A gray card (I use a "Lastolite" brand "EzyBalance" card which is collapsable into a small pouch) is fairly cheap. Mine was about $25... and there are many that cost much less. In other words, it's the sort of thing that probably every photographer should probably own... even if you don't need to use it very often. There are tutorials online showing how to use these -- it really is rather easy. It allows you to nail the white balance perfectly. Just remember that if the lighting conditions change then you'll need to shoot another frame with the gray card. When you're done, don't forget to take the camera out of custom-white-balance mode. If you shoot in RAW then the camera wont perform white balance correction -- instead you'll do that on your computer. You still take a frame with the gray card in it.

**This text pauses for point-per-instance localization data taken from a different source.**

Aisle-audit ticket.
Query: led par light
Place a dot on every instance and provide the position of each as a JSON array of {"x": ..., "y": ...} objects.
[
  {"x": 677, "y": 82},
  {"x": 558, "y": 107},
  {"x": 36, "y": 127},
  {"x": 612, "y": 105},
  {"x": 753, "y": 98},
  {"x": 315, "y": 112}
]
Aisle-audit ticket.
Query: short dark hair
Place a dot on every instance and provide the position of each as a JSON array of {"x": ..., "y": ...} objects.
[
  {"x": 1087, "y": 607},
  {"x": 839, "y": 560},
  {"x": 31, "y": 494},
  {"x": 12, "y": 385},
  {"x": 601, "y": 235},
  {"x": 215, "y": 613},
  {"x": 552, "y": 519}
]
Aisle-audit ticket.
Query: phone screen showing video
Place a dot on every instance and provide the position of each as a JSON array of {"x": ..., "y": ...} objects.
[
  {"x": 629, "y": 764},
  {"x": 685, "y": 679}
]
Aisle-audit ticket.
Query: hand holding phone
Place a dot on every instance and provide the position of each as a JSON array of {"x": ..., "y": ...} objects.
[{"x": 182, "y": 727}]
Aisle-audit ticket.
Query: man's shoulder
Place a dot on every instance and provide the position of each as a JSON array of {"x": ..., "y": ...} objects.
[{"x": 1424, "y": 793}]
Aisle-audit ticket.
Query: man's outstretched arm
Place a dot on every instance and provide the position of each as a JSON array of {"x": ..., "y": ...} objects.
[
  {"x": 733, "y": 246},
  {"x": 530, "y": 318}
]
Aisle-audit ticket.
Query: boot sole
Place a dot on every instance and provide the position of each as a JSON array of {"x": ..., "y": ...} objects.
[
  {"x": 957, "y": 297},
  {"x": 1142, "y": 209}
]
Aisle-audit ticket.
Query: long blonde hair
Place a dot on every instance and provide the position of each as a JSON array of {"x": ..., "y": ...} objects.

You can use that to correct the white balance and then apply the same white balance to all the other shots you took in the same light.

One last thing: The color you see on your monitor may not be correct (also, do not trust the colors you see on the tiny LCD screen on the back of your camera.) My monitor originally caused images to appear less yellow then they really were. So when I thought things were correctly adjusted based on what I saw on the computer screen, everyone else thought my images were too yellow. I bought a calibration tool for the monitor and now know that my colors are correct and no longer have that problem.
 
They are all correct that the white balance in a digital cam should take care of that. In the mean time, assuming you are shooting film, there is a filter that you can use to correct the color temp. The only time I saw one was when I was working in the theater in college. If you think your lights at home have a tungsten glow, try theater lighting. This was before digital had really taken off, so a filter solved the issue. Sorry, I didnm't know enough back then to pay attention to what kind of a filter it was. Maybe others can provide a better idea there.
 
They are all correct that the white balance in a digital cam should take care of that. In the mean time, assuming you are shooting film, there is a filter that you can use to correct the color temp. The only time I saw one was when I was working in the theater in college. If you think your lights at home have a tungsten glow, try theater lighting. This was before digital had really taken off, so a filter solved the issue. Sorry, I didnm't know enough back then to pay attention to what kind of a filter it was. Maybe others can provide a better idea there.
Rather than put a corrective filter over the lens like we did in the old days of film, which introduces a whole list of other potential problems, learn to adjust the white balance setting on the camera, as others have recommended.
 
ok, thanks for the advice, i figured that it was the lighting in my house. as far as the camera having a correction for it, i know that my last one did, but this new one, i'm still figuring out. of course, i can take it out in photoshop, but i've learned that people tend to like pictures that use the least of photoshop, so if, at all i can avoid it, i try to.

i was saving up to buy an slr, i was going to do it with my photoshop contest winnings. i'm about a week away from my goal. but in the mean time, i'm stuck trying to figure out a third camera that i've borrowed.
it is not going well as i'm still stuck on focusing.

i think that i may well just go back to the older camera, where at least i know how to use it.